Hiram shook his head. Am I begging? he wondered. Yes, he decided. “I’m begging. My Russian novels aren’t depressing. They’re exalting, uplifting, overwhelming.”

“It’s part of your sickness, Mr. Cloward, that you long to be overwhelmed.”

“Every time I read Dostoevski, I feel fulfilled.”

“You have read everything by Dostoevski twenty times over. And everything by Tolstoy a dozen times.”

“Every time I read Dostoevski is the first time!”

“We can’t leave you alone.”

“I’ll kill myself!” Hiram shouted. “I can’t live like this much longer!”

“Then make friends,” the Aryan said simply. Hiram gasped and panted, gathering his rage back under control. This is not happening. I am not angry. Put it away, put it back, get control, smile. Smile at the Aryan.

“You’re my friend, right?” Hiram asked.

“If you’ll let me,” the Aryan answered.

“I’ll let you,” Hiram said. Then he got up and left the office.

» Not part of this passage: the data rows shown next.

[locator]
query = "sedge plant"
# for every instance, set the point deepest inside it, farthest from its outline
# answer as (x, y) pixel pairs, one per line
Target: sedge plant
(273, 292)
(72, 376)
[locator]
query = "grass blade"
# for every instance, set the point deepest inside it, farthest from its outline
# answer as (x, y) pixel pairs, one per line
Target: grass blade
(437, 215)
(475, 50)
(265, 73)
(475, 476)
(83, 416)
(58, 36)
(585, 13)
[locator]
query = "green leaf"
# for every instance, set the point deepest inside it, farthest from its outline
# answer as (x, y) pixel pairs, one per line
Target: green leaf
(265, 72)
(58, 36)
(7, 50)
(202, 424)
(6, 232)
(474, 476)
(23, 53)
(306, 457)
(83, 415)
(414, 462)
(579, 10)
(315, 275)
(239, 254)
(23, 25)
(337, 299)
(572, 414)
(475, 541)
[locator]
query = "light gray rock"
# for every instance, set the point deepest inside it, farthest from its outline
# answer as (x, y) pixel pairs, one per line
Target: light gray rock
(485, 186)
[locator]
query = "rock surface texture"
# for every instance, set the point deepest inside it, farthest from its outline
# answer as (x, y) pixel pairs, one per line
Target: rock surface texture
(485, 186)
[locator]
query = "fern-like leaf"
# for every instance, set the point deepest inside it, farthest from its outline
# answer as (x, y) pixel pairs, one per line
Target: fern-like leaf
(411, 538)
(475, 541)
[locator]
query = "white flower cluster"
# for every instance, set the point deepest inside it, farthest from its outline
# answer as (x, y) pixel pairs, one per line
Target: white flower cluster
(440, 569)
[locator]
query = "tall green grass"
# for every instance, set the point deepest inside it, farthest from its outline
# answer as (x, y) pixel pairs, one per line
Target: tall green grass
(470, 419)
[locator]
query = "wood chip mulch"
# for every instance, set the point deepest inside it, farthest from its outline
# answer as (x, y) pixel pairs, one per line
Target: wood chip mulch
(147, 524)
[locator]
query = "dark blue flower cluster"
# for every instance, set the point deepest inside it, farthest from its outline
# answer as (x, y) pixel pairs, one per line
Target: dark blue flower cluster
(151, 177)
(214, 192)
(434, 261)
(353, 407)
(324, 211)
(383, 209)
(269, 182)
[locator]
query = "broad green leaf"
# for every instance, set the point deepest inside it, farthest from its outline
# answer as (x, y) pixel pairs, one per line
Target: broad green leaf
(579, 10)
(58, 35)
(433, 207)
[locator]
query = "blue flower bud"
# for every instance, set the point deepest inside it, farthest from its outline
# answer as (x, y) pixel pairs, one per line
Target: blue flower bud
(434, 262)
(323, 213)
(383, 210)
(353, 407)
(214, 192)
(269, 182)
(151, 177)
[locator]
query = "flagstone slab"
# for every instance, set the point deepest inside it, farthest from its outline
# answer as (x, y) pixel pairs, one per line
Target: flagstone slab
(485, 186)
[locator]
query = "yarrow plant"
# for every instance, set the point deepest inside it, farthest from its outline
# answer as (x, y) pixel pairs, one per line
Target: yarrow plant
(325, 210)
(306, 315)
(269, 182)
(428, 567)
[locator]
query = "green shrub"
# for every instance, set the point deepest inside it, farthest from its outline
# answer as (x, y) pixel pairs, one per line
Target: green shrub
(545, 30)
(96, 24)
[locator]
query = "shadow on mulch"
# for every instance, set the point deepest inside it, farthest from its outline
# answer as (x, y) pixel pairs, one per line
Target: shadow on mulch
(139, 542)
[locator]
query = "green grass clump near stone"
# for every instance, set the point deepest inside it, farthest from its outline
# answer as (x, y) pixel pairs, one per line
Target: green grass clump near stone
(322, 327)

On the way home he passed a church. He had often seen the church before. He had little interest in religion—it had been too thoroughly dissected for him in the novels. What Twain had left alive, Dostoevski had withered and Pasternak had killed. But his mother was a passionate Presbyterian. He went into the church.

At the front of the building was a huge television screen. On it a very charismatic young man was speaking. The tones were subdued—only those in the front could hear it. Those in the back seemed to be mediating. Cloward knelt at a bench to meditate, too.

But he couldn’t take his eyes off the screen. The young man stepped aside, and an older man took his place, intoning something about Christ. Hiram could hear the word Christ, but no others.

The walls were decorated with crosses. Row on row of crosses. This was a Protestant church—none of the crosses contained a figure of Jesus bleeding. But Hiram’s imagination supplied him nonetheless. Jesus, his hands and wrists nailed to the cross, his feet pegged to the cross, his throat at the intersection of the beams.